Assuming that α and β are small (as they should, because they represent a coupling phenomenon), the term αβ will be negligible and this source of interference can be ignored. Thus, the main interference will be due to the α and β terms. This term can change with time, because coupling depends on temperature and many other variables. But most of those variables change very slowly, and can be considered as “locally” constant; i.e., within a burst, or several burst, the variables will not change significantly. In reality, conditions which affect the α and β values are almost constant, but it will be assumed that they can change after several seconds.
The major problem is represented by the term α·x(t)2. This problem increases with higher levels of x(t).
The LNA 14 adds gain in order to reduce the overall noise figures of the receiver. This is very important when the power level of the useful signal is low in order to preserve a good Signal-to-Noise Ratio (SNR). This good SNR is necessary to insure that the receiver signal can be demodulated correctly by the receiver.
However, increasing the power level of the useful signal increases the SNR as well; thus, at higher levels of the useful signal, the importance of this initial gain from the LNA decreases accordingly. It can even become necessary to reduce the LNA gain to avoid saturating the reception chain or having a high DC-offset added to the useful signal. This is done by an AGC (automatic gain control) system, which traditionally has one input, the useful signal power (calculated by the DSP), and one output, the ideal gain for the following bursts. Thus, this AGC system is “uni-dimensional”.
Blocker signals (also referred to as “blockers” or “interferers”) complicate the dynamic DC offset problem. A blocking signal is a signal found at the mobile antenna 12 at a frequency different from the useful signal frequency. IN a GSM system, blocker signals usually belong to other users transmitting at different frequencies. Those signals are generally bursted, but could be continuous.
FIG. 1b illustrates the effects of a blocker signal on the useful signal. The blocker signal can create a static DC offset which is easily filtered out and a dynamic DC offset which is not easily filtered out. The dynamic DC offset may be caused either by a time-varying blocker envelope or if the blocker signal appears for only a portion of the receive burst of the useful signal. If there is a large blocker signal at the antenna, traditional AGC systems will exacerbate the dynamic DC offset problem, because using a high LNA gain also increases the effects of the blocker signal, thus increasing the dynamic DC-offset generated by the blocker signal.

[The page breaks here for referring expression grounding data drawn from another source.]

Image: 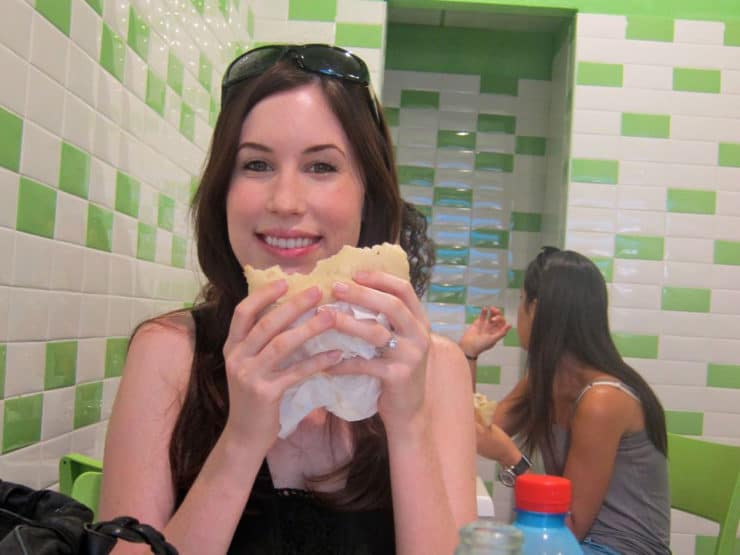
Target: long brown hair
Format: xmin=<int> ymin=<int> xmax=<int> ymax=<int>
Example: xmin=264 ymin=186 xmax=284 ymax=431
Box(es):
xmin=510 ymin=248 xmax=667 ymax=459
xmin=168 ymin=59 xmax=423 ymax=510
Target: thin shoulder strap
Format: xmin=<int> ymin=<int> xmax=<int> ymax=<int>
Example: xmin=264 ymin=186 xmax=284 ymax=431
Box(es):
xmin=574 ymin=380 xmax=639 ymax=406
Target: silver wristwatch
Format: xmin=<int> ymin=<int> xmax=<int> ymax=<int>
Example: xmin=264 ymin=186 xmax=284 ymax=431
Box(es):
xmin=498 ymin=453 xmax=532 ymax=487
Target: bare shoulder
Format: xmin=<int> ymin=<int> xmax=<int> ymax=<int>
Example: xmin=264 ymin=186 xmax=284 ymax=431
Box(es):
xmin=426 ymin=333 xmax=471 ymax=393
xmin=573 ymin=384 xmax=641 ymax=435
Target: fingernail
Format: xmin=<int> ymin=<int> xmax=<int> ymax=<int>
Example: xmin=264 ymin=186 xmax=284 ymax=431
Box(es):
xmin=327 ymin=350 xmax=343 ymax=364
xmin=333 ymin=281 xmax=349 ymax=293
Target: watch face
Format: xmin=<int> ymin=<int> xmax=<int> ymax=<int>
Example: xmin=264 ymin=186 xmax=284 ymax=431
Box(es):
xmin=499 ymin=468 xmax=515 ymax=488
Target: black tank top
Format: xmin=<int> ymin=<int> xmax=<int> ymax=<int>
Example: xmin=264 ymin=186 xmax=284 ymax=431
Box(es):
xmin=189 ymin=306 xmax=396 ymax=554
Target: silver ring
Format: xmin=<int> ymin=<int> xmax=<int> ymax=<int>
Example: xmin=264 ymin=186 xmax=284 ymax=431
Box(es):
xmin=378 ymin=334 xmax=398 ymax=356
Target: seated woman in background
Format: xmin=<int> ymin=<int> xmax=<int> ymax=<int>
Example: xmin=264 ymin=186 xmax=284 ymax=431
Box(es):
xmin=476 ymin=247 xmax=671 ymax=555
xmin=99 ymin=44 xmax=476 ymax=555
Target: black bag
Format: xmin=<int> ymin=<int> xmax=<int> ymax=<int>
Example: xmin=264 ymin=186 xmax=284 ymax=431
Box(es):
xmin=0 ymin=480 xmax=178 ymax=555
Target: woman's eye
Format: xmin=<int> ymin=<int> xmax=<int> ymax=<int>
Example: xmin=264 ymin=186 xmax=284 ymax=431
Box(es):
xmin=243 ymin=160 xmax=270 ymax=172
xmin=309 ymin=162 xmax=337 ymax=174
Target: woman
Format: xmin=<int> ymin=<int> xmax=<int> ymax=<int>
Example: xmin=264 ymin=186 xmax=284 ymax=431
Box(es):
xmin=478 ymin=247 xmax=670 ymax=555
xmin=99 ymin=44 xmax=476 ymax=555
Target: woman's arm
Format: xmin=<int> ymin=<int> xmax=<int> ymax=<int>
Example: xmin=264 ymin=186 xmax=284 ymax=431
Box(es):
xmin=491 ymin=375 xmax=528 ymax=435
xmin=459 ymin=306 xmax=511 ymax=390
xmin=561 ymin=387 xmax=636 ymax=539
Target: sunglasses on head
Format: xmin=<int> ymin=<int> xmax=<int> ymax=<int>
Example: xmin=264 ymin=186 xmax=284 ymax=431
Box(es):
xmin=221 ymin=44 xmax=378 ymax=120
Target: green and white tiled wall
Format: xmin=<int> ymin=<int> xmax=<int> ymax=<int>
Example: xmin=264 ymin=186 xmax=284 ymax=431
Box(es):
xmin=0 ymin=0 xmax=387 ymax=490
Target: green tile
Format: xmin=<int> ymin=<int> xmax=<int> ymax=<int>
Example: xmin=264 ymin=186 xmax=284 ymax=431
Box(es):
xmin=115 ymin=171 xmax=140 ymax=217
xmin=384 ymin=107 xmax=399 ymax=127
xmin=100 ymin=24 xmax=126 ymax=82
xmin=59 ymin=142 xmax=90 ymax=199
xmin=615 ymin=235 xmax=664 ymax=261
xmin=167 ymin=52 xmax=184 ymax=96
xmin=137 ymin=222 xmax=156 ymax=261
xmin=484 ymin=480 xmax=494 ymax=496
xmin=218 ymin=0 xmax=229 ymax=19
xmin=714 ymin=240 xmax=740 ymax=265
xmin=335 ymin=23 xmax=383 ymax=49
xmin=190 ymin=0 xmax=204 ymax=14
xmin=172 ymin=235 xmax=187 ymax=268
xmin=661 ymin=287 xmax=711 ymax=313
xmin=74 ymin=381 xmax=102 ymax=429
xmin=507 ymin=269 xmax=524 ymax=289
xmin=288 ymin=0 xmax=336 ymax=21
xmin=510 ymin=212 xmax=541 ymax=232
xmin=247 ymin=8 xmax=254 ymax=37
xmin=433 ymin=187 xmax=473 ymax=208
xmin=415 ymin=204 xmax=432 ymax=220
xmin=611 ymin=332 xmax=659 ymax=359
xmin=158 ymin=194 xmax=175 ymax=231
xmin=503 ymin=329 xmax=520 ymax=347
xmin=198 ymin=52 xmax=212 ymax=92
xmin=621 ymin=113 xmax=670 ymax=139
xmin=45 ymin=341 xmax=77 ymax=390
xmin=577 ymin=62 xmax=623 ymax=87
xmin=180 ymin=103 xmax=195 ymax=141
xmin=571 ymin=158 xmax=619 ymax=184
xmin=400 ymin=90 xmax=439 ymax=109
xmin=726 ymin=21 xmax=740 ymax=47
xmin=515 ymin=136 xmax=546 ymax=156
xmin=398 ymin=165 xmax=434 ymax=187
xmin=477 ymin=114 xmax=516 ymax=134
xmin=471 ymin=228 xmax=510 ymax=249
xmin=86 ymin=204 xmax=113 ymax=252
xmin=36 ymin=0 xmax=71 ymax=36
xmin=0 ymin=345 xmax=5 ymax=399
xmin=127 ymin=6 xmax=149 ymax=61
xmin=3 ymin=394 xmax=42 ymax=453
xmin=0 ymin=107 xmax=23 ymax=172
xmin=667 ymin=188 xmax=716 ymax=214
xmin=591 ymin=256 xmax=614 ymax=283
xmin=665 ymin=410 xmax=703 ymax=435
xmin=84 ymin=0 xmax=102 ymax=15
xmin=427 ymin=284 xmax=467 ymax=304
xmin=719 ymin=143 xmax=740 ymax=167
xmin=435 ymin=245 xmax=469 ymax=266
xmin=475 ymin=152 xmax=514 ymax=173
xmin=437 ymin=130 xmax=476 ymax=150
xmin=693 ymin=535 xmax=740 ymax=555
xmin=673 ymin=68 xmax=721 ymax=93
xmin=707 ymin=363 xmax=740 ymax=389
xmin=209 ymin=96 xmax=219 ymax=127
xmin=146 ymin=70 xmax=166 ymax=116
xmin=480 ymin=74 xmax=519 ymax=96
xmin=105 ymin=338 xmax=129 ymax=378
xmin=626 ymin=16 xmax=674 ymax=42
xmin=17 ymin=178 xmax=56 ymax=239
xmin=477 ymin=365 xmax=501 ymax=385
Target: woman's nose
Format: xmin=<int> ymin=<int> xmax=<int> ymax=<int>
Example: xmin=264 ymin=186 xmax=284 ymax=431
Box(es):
xmin=266 ymin=169 xmax=306 ymax=215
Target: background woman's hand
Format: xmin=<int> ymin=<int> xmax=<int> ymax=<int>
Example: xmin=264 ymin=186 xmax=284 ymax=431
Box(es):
xmin=459 ymin=305 xmax=511 ymax=359
xmin=327 ymin=271 xmax=431 ymax=431
xmin=221 ymin=281 xmax=343 ymax=448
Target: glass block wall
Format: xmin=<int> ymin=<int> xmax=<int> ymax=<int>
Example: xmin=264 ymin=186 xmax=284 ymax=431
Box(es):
xmin=0 ymin=0 xmax=387 ymax=490
xmin=383 ymin=13 xmax=574 ymax=517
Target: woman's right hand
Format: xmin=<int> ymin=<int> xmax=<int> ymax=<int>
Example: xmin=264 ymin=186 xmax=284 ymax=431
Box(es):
xmin=221 ymin=281 xmax=342 ymax=447
xmin=459 ymin=305 xmax=511 ymax=359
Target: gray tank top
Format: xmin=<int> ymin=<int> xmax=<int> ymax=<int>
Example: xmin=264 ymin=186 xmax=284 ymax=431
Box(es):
xmin=545 ymin=381 xmax=671 ymax=555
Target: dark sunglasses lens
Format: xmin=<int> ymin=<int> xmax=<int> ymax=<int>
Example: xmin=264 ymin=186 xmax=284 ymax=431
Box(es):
xmin=300 ymin=46 xmax=369 ymax=84
xmin=224 ymin=46 xmax=284 ymax=87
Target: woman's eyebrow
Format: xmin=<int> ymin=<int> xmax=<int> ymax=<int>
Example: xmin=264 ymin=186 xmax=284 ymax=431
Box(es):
xmin=237 ymin=141 xmax=271 ymax=152
xmin=304 ymin=144 xmax=346 ymax=158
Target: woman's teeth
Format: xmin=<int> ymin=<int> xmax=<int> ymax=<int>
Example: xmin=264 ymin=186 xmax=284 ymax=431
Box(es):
xmin=264 ymin=236 xmax=317 ymax=249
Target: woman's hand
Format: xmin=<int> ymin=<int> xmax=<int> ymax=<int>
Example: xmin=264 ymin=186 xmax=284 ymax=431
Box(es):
xmin=221 ymin=280 xmax=344 ymax=447
xmin=475 ymin=421 xmax=522 ymax=467
xmin=459 ymin=305 xmax=511 ymax=359
xmin=327 ymin=271 xmax=431 ymax=431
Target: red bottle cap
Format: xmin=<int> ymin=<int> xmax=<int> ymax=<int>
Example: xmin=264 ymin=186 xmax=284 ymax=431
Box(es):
xmin=514 ymin=474 xmax=572 ymax=514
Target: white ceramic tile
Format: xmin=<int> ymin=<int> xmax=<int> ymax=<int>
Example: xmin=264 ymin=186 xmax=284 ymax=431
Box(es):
xmin=563 ymin=231 xmax=614 ymax=257
xmin=0 ymin=44 xmax=28 ymax=116
xmin=29 ymin=11 xmax=69 ymax=86
xmin=397 ymin=127 xmax=436 ymax=148
xmin=712 ymin=265 xmax=740 ymax=291
xmin=69 ymin=425 xmax=100 ymax=460
xmin=102 ymin=377 xmax=120 ymax=420
xmin=711 ymin=289 xmax=740 ymax=315
xmin=106 ymin=295 xmax=134 ymax=337
xmin=714 ymin=215 xmax=740 ymax=244
xmin=572 ymin=109 xmax=621 ymax=135
xmin=616 ymin=210 xmax=665 ymax=235
xmin=92 ymin=113 xmax=120 ymax=167
xmin=709 ymin=337 xmax=740 ymax=364
xmin=610 ymin=283 xmax=661 ymax=309
xmin=155 ymin=230 xmax=172 ymax=266
xmin=12 ymin=233 xmax=53 ymax=289
xmin=399 ymin=108 xmax=439 ymax=129
xmin=716 ymin=166 xmax=740 ymax=192
xmin=0 ymin=168 xmax=18 ymax=229
xmin=616 ymin=185 xmax=666 ymax=212
xmin=109 ymin=254 xmax=135 ymax=297
xmin=664 ymin=237 xmax=714 ymax=264
xmin=438 ymin=110 xmax=477 ymax=132
xmin=77 ymin=337 xmax=106 ymax=382
xmin=672 ymin=114 xmax=740 ymax=143
xmin=476 ymin=133 xmax=515 ymax=153
xmin=395 ymin=146 xmax=436 ymax=167
xmin=81 ymin=248 xmax=111 ymax=294
xmin=97 ymin=69 xmax=123 ymax=125
xmin=705 ymin=313 xmax=740 ymax=340
xmin=20 ymin=121 xmax=60 ymax=188
xmin=88 ymin=157 xmax=116 ymax=209
xmin=609 ymin=307 xmax=662 ymax=335
xmin=248 ymin=0 xmax=288 ymax=19
xmin=715 ymin=191 xmax=740 ymax=216
xmin=622 ymin=64 xmax=673 ymax=91
xmin=55 ymin=191 xmax=87 ymax=245
xmin=25 ymin=65 xmax=65 ymax=136
xmin=8 ymin=287 xmax=52 ymax=341
xmin=566 ymin=206 xmax=616 ymax=233
xmin=613 ymin=259 xmax=665 ymax=285
xmin=38 ymin=433 xmax=72 ymax=488
xmin=629 ymin=359 xmax=706 ymax=386
xmin=70 ymin=0 xmax=102 ymax=61
xmin=5 ymin=341 xmax=45 ymax=397
xmin=576 ymin=13 xmax=627 ymax=38
xmin=78 ymin=293 xmax=109 ymax=338
xmin=0 ymin=228 xmax=14 ymax=285
xmin=659 ymin=335 xmax=711 ymax=363
xmin=665 ymin=213 xmax=716 ymax=239
xmin=41 ymin=387 xmax=75 ymax=440
xmin=102 ymin=0 xmax=129 ymax=38
xmin=674 ymin=20 xmax=725 ymax=45
xmin=703 ymin=412 xmax=740 ymax=438
xmin=516 ymin=116 xmax=549 ymax=137
xmin=661 ymin=311 xmax=710 ymax=338
xmin=49 ymin=242 xmax=84 ymax=291
xmin=478 ymin=93 xmax=518 ymax=116
xmin=110 ymin=212 xmax=137 ymax=257
xmin=436 ymin=149 xmax=474 ymax=170
xmin=723 ymin=69 xmax=740 ymax=95
xmin=253 ymin=19 xmax=334 ymax=44
xmin=0 ymin=0 xmax=33 ymax=59
xmin=47 ymin=291 xmax=82 ymax=339
xmin=567 ymin=182 xmax=617 ymax=209
xmin=663 ymin=261 xmax=713 ymax=288
xmin=0 ymin=445 xmax=41 ymax=489
xmin=439 ymin=91 xmax=478 ymax=113
xmin=62 ymin=92 xmax=96 ymax=152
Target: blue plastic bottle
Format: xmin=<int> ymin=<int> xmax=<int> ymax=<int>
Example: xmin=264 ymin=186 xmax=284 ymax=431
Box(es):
xmin=512 ymin=474 xmax=583 ymax=555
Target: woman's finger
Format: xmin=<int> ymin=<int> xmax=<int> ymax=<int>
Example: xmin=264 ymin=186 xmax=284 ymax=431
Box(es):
xmin=353 ymin=270 xmax=428 ymax=324
xmin=331 ymin=311 xmax=393 ymax=348
xmin=272 ymin=349 xmax=344 ymax=391
xmin=256 ymin=309 xmax=337 ymax=369
xmin=225 ymin=279 xmax=287 ymax=351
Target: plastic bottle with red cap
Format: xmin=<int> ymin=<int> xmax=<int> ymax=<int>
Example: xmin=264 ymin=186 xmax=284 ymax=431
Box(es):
xmin=512 ymin=474 xmax=583 ymax=555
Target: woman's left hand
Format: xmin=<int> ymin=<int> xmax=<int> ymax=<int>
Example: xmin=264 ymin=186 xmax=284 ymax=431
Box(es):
xmin=327 ymin=270 xmax=431 ymax=430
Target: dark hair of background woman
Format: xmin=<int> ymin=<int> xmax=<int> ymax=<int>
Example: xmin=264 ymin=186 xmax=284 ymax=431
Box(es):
xmin=164 ymin=60 xmax=435 ymax=511
xmin=509 ymin=248 xmax=667 ymax=459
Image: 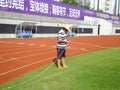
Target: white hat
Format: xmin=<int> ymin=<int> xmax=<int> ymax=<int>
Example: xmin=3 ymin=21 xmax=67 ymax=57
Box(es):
xmin=63 ymin=25 xmax=71 ymax=32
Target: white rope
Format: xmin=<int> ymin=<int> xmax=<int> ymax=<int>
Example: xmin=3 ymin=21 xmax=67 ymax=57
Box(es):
xmin=2 ymin=48 xmax=65 ymax=90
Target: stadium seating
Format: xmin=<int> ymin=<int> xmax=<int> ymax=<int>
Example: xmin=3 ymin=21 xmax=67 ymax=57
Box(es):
xmin=17 ymin=32 xmax=33 ymax=38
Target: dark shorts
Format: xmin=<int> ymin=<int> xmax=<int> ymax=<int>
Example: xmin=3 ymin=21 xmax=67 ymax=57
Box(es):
xmin=57 ymin=48 xmax=66 ymax=59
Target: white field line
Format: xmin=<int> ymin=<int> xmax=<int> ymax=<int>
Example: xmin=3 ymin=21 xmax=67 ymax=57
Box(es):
xmin=0 ymin=43 xmax=51 ymax=52
xmin=68 ymin=46 xmax=101 ymax=51
xmin=0 ymin=46 xmax=42 ymax=52
xmin=0 ymin=45 xmax=84 ymax=63
xmin=0 ymin=41 xmax=55 ymax=52
xmin=0 ymin=57 xmax=54 ymax=76
xmin=0 ymin=40 xmax=116 ymax=63
xmin=0 ymin=41 xmax=108 ymax=63
xmin=0 ymin=49 xmax=81 ymax=76
xmin=0 ymin=43 xmax=49 ymax=51
xmin=70 ymin=41 xmax=120 ymax=49
xmin=0 ymin=47 xmax=53 ymax=57
xmin=0 ymin=43 xmax=41 ymax=51
xmin=66 ymin=44 xmax=114 ymax=57
xmin=2 ymin=62 xmax=55 ymax=90
xmin=0 ymin=47 xmax=85 ymax=64
xmin=68 ymin=43 xmax=114 ymax=54
xmin=0 ymin=40 xmax=55 ymax=47
xmin=70 ymin=41 xmax=106 ymax=48
xmin=0 ymin=41 xmax=5 ymax=42
xmin=0 ymin=41 xmax=53 ymax=47
xmin=67 ymin=48 xmax=92 ymax=56
xmin=67 ymin=46 xmax=88 ymax=51
xmin=67 ymin=49 xmax=87 ymax=56
xmin=0 ymin=42 xmax=105 ymax=55
xmin=0 ymin=50 xmax=56 ymax=63
xmin=0 ymin=42 xmax=25 ymax=45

One solution to this problem has been to use a DSP to track and compensate for the DC offset from the binary data. While this solution works in many instances, it has several drawbacks. First, it is computationally intensive, which has a non-negligible impact on the overall power consumption of a wireless device. Second, it will not work with all types of blocker signals, only constant or semi-constant envelope blocker signals.
Therefore, a need has arisen for a method and apparatus for compensating for DC offsets which works with all types of blocker signals without using excessive computational or power resources.